Brewery battle ends

The discovery centre at Woodend's Holgate Brewhouse has been granted dining privileges and increased opening hours in the resolution of a bungled planning permit.

Holgate Brewhouse’s new discovery centre has been granted dining privileges and increased opening hours in the resolution of a bungled planning permit.

The Victorian Civil and Administrative Tribunal has removed restrictions on serving beer and food, and extended hours at the visitor centre and beer gardens to 9pm.

VCAT’s order comes with a patron cap of 80 for the Woodend brewery and ban on amplified music in the two zones.

The council was forced to refer Holgate’s permit to VCAT after residents discovered planning staff had removed two operating conditions without community consultation.

Visitor centre and beer garden hours were previously restricted to 5pm weekdays and 6pm weekends, and service in these zones to beer only.

MRSC’s director of planning, Angela Hughes, told councillors in June the application to remove these conditions “was decided by planning officers in error”.

Anslow Street neighbours only learnt of the change after reporting noise disturbance and investigating the venue’s permit history. They have since called for the conditions to be reinstated.

In its appeal to VCAT, the council sought no extension to Holgate’s beer garden operations. It recognised the gardens as “the most sensitive location on site with the greatest potential to cause amenity impacts”.

But Holgates pushed for a 9pm close, which was upheld.

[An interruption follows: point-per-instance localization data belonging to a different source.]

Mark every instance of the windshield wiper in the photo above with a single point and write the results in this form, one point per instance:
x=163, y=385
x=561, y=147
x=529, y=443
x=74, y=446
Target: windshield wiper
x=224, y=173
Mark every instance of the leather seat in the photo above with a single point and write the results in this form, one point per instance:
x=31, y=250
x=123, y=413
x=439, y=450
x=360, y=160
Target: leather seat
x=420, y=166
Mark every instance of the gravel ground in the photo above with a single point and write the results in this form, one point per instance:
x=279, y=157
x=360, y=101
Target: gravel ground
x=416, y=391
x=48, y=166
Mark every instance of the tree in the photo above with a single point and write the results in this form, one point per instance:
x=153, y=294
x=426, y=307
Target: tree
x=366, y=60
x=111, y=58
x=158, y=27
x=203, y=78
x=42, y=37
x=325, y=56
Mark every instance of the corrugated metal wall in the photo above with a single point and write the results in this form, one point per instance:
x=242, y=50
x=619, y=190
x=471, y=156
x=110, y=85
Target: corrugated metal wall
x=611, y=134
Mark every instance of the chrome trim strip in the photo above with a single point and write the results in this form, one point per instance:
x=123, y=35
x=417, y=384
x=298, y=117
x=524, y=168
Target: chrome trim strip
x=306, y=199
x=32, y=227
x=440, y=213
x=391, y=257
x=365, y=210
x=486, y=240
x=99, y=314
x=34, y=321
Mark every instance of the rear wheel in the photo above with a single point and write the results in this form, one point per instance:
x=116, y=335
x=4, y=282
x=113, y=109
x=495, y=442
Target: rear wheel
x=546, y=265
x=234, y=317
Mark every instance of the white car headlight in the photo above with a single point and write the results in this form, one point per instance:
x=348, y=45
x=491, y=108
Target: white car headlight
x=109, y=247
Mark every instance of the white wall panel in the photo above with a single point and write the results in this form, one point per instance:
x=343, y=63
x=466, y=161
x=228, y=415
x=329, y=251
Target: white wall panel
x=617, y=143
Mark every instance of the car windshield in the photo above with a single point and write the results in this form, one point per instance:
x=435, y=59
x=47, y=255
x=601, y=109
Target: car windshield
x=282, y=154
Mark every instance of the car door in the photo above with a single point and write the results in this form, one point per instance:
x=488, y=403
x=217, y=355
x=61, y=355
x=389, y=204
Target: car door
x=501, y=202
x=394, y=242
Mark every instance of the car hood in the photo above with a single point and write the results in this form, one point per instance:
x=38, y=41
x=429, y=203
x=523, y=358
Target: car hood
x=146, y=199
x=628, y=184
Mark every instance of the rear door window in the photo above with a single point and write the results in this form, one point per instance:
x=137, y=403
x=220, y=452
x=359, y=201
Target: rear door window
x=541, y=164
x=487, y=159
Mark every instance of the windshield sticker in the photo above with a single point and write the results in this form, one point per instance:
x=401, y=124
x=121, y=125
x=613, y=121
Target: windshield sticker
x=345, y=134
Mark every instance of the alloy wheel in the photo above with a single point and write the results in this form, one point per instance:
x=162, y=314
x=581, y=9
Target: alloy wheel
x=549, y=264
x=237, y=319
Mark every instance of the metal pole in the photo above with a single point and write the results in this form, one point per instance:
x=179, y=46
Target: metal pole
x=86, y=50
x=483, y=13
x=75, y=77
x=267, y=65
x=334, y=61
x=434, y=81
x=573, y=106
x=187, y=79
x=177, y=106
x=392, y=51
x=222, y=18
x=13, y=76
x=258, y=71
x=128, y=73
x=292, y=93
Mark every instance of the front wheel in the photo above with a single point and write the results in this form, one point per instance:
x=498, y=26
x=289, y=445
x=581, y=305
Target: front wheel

They had also originally sought an extension of visitor centre hours to 11pm, arguing nearby premises had licences to serve liquor until this time.

VCAT sought to strike a balance between the needs and desires of the community, council and the applicant with its 9pm restriction for the outdoor zone (inside is licensed to 11pm).

While the council had argued the visitor centre, backed by a $1.5 million state government grant in 2017, was meant for tours of the brewery and its operations, VCAT ruled that the permit had never specified this restriction.

Additional parking sought by the council was also refused.

The VCAT member’s decision took into consideration: the commercial zoning and utilising it fully, amenity of nearby residents, distance of residential neighbours to the site, patron and music limits, and operating hours of nearby venues.